Protocols like Hysteria2 and TUIC, which have taken off in the last couple of years, run over the QUIC (UDP) transport layer. Compared to traditional TCP-based protocols, they naturally handle packet loss better and establish connections with lower latency, giving a noticeably better experience on unstable networks or high-latency links (like long international routes).

  • Pros: UDP-based, resilient to packet loss, fast connection setup, a clear speed advantage on poor networks, with built-in congestion control tuned for proxy use.
  • Cons: some networks throttle or block UDP traffic more aggressively than TCP, and ecosystem maturity and client support still lag a bit behind the three protocols above.
  • Best for: unstable network quality, long international distances, and situations where download/streaming speed matters a lot.
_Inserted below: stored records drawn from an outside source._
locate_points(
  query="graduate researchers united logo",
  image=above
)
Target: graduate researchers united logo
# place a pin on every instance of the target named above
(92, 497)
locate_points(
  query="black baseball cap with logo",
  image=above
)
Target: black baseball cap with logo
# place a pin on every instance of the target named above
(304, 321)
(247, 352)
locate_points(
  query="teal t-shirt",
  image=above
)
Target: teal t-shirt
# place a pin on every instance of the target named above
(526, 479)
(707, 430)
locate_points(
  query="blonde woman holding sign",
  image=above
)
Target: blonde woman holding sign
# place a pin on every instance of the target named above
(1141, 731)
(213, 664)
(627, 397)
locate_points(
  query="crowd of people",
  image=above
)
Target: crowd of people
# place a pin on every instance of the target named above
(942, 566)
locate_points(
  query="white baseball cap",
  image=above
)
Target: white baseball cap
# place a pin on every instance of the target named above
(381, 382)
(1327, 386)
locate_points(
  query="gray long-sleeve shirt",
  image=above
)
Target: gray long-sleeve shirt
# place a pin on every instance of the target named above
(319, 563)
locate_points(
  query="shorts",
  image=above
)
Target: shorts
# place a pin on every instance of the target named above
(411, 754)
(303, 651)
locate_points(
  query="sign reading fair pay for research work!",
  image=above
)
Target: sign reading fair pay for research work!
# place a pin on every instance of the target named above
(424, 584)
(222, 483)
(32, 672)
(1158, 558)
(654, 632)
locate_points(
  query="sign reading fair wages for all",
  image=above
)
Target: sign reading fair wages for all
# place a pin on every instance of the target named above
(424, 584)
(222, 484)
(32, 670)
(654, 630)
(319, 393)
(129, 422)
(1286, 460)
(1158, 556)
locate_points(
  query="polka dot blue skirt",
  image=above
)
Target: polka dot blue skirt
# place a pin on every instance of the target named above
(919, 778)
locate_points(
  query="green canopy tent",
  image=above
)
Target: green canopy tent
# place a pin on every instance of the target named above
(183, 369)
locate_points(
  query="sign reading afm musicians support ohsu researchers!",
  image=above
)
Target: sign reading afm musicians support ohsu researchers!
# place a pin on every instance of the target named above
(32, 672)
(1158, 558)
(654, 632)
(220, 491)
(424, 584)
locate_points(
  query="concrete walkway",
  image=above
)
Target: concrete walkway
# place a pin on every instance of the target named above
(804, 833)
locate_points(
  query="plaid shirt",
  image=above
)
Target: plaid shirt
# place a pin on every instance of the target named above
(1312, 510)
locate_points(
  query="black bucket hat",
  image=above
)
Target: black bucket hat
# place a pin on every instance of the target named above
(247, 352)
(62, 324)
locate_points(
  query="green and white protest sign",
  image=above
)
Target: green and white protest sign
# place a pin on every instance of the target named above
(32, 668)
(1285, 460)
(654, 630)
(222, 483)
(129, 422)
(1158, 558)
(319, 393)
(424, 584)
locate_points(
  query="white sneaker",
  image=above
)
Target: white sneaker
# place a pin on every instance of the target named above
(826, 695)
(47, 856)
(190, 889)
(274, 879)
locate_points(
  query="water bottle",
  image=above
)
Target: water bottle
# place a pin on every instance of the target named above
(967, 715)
How to Choose, at a Glance

Chasing speed, permissive network

Go with Shadowsocks or Hysteria2 first — fast handshakes and low overhead give the best day-to-day browsing and download experience.

Heavy censorship, need long-term stability Recommended

Go with Trojan first — standard TLS disguise makes the traffic nearly impossible to target specifically, giving the lowest risk of being blocked over the long run.

Mature ecosystem, flexible configuration

VMess, paired with the V2Ray/Xray ecosystem, offers the richest choice of plugins and transports — great for users who like to tinker with their setup.

Poor networks, long international distances

Hysteria2 / TUIC, built on QUIC, handle packet loss well and give a clear edge on high-latency international links.

In practice, many subscription services already provide nodes across multiple protocols, so you don't need to set anything up yourself — just switch between nodes or protocol types in the policy group inside your Clash client based on latency and your current network, and change any time you're not happy with it.

FAQ

Is a "newer" protocol always better?

Not necessarily. Newer protocols often have an edge in one dimension (like packet-loss resilience or disguise capability), but their ecosystem maturity and client compatibility may not match the classic protocols. Choose based on your actual network environment and needs, not just by chasing the newest thing.

My subscription has nodes on multiple protocols — how do I know which to use?

You can compare latency test results for each node directly on the "Proxies" page of the Clash dashboard, and prefer whichever is low and stable. If you're not sure, just let the policy group's auto-select (url-test) mode handle it — the client will automatically pick the best node at any given time.

Does the Clash client support all of these protocols?

Mainstream Clash clients (Clash Verge, the Clash Meta core / Mihomo) already support SS, VMess, Trojan, Hysteria2, TUIC, and more — just import your subscription and they're recognized automatically, with no need to configure protocol parameters by hand.